This has been the week of Oprah.
Her very own cable channel, OWN (for the Oprah Winfrey Network) rolled out on Jan. 1 to generally positive reviews. The 24-hour network invites viewers to walk through the landscape that has been developing in the television mogul’s mind for decades. From interviews with what she calls her all-stars to a reality show offering winners a TV talk show of their very own, this is Oprah turned inside-out – programming that reflects her world view, her vision for the future, and her very sense of purpose, not just in the media universe, but in the grander scheme of life.
She sat down with reporters Thursday evening during the Television Critics Association’s semi-annual press tour, with perhaps an uncharacteristic flinch at being on the other end of the interview couch.
“I’m scared,” she joked, adding, “how does this work?”
But once the questions about her childhood, her life goals, and criteria for the channel began to flow, there was little uncertainty in her voice.
“This has been a revelatory week for me,” she says. Not only have she and her team worked “very hard” to bring this vision to life, but she says she is holding fast to the idea that what is to come will be “even greater.”
The road ahead is not an easy one, she acknowledges – there is a lot of self-help material already out there. "We’re going to have some, you know, perhaps rocky times with the channel, keeping people there and keeping people motivated to continue watching," she says.
The channel debuted with 1 million prime-time viewers – four times the highest number of the Discovery Health Network, the channel that previously occupied her slot. The number has dipped slightly, but OWN executives reportedly are optimistic that the new channel could be profitable within the year. The network – a joint venture with Discovery Networks – reportedly cost some $200 million to launch.
Money, says Oprah, is a good thing only if it can “serve a route to love. It doesn’t do you any good if you can’t use it to bring more love, more understanding, more connection. Otherwise,” she says, “you just got some shoes.”
And so, for the billionaire entrepreneur this venture is about producing content that will change people’s lives.
She says, however, that she has learned a thing or two about being too presumptuous about her work. A decade ago, she notes that after a flurry of feedback from fans telling her that her talk show had changed their lives, she actually adopted the slogan for her show. She says a thoughtful critic took her down a notch about such presumption. Now, she says, transformative programs are for the viewers to define, not her.

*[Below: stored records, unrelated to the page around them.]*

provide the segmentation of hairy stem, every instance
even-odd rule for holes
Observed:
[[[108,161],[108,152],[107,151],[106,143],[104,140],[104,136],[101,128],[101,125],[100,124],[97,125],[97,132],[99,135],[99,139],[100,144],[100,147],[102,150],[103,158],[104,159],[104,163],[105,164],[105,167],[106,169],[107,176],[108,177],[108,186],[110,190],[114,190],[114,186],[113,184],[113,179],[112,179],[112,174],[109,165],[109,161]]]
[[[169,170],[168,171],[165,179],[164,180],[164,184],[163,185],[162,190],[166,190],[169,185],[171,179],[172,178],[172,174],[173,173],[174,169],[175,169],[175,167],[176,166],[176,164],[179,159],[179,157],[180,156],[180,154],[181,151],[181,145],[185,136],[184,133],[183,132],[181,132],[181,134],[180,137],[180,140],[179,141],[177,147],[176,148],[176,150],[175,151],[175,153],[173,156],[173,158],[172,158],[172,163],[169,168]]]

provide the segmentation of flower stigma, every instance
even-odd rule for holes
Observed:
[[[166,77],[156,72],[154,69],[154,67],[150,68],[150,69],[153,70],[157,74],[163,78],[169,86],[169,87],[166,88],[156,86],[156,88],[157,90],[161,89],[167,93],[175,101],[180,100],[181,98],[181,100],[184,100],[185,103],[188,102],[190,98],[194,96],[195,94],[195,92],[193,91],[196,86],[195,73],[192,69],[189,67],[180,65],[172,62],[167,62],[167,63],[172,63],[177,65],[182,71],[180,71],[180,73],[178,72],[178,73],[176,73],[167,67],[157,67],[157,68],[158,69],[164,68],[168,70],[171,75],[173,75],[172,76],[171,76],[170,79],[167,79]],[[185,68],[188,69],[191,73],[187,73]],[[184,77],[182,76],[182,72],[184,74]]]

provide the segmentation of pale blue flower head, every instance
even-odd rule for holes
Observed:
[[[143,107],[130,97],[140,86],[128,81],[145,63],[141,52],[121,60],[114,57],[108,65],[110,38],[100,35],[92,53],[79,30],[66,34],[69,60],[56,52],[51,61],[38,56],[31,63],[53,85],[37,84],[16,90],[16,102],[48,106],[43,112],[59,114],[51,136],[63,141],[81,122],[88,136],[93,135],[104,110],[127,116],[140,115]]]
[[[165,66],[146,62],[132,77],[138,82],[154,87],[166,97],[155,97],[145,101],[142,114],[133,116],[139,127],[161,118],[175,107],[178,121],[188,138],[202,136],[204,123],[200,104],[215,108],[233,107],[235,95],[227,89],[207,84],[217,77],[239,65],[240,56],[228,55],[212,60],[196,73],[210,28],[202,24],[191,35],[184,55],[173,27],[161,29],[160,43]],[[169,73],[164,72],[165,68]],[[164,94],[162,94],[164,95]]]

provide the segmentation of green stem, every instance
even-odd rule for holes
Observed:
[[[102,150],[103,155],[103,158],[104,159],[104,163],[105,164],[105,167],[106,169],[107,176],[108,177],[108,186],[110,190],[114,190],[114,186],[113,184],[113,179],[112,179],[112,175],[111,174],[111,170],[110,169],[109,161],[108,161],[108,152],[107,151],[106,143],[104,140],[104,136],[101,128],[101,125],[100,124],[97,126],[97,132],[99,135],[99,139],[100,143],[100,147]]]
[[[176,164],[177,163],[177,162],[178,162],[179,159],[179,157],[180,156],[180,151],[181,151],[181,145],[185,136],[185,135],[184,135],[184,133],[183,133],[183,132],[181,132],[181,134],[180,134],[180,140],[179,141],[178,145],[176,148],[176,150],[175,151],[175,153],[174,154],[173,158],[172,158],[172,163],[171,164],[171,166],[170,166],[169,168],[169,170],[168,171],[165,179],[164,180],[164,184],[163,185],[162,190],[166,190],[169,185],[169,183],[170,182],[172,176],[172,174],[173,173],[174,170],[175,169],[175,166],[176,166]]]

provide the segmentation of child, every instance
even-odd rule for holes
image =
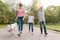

Nonetheless, she does not shy away from her hopes and dreams for the channel: “A new kind of television where people would respond to the idea of something meaningful and positive in their lives, not just feeding them sweetness, but feeding them something that could be nurturing for their spirit, for their soul, for their mind – mind food,” she says.
It took actually seeing the channel unroll before real viewers, with real advertising, she says, to understand what she’s done – “where you are the 'OW' of the 'OWN' and what that really means.” She says the experience has made her reflect on her personal journey from a small town in Mississippi. She recalls walking down a long dirt road, then standing before a picture window at Sears, watching a television and begging her grandma to buy one. No way, said her grandmother, because TV was “the devil’s work."
Coming from such an unprepossessing start, she says she realizes ”how absolutely extraordinary it is when you tell your story or critique your story – how absolutely extraordinary it is that I can sit in this place with my name on a network.”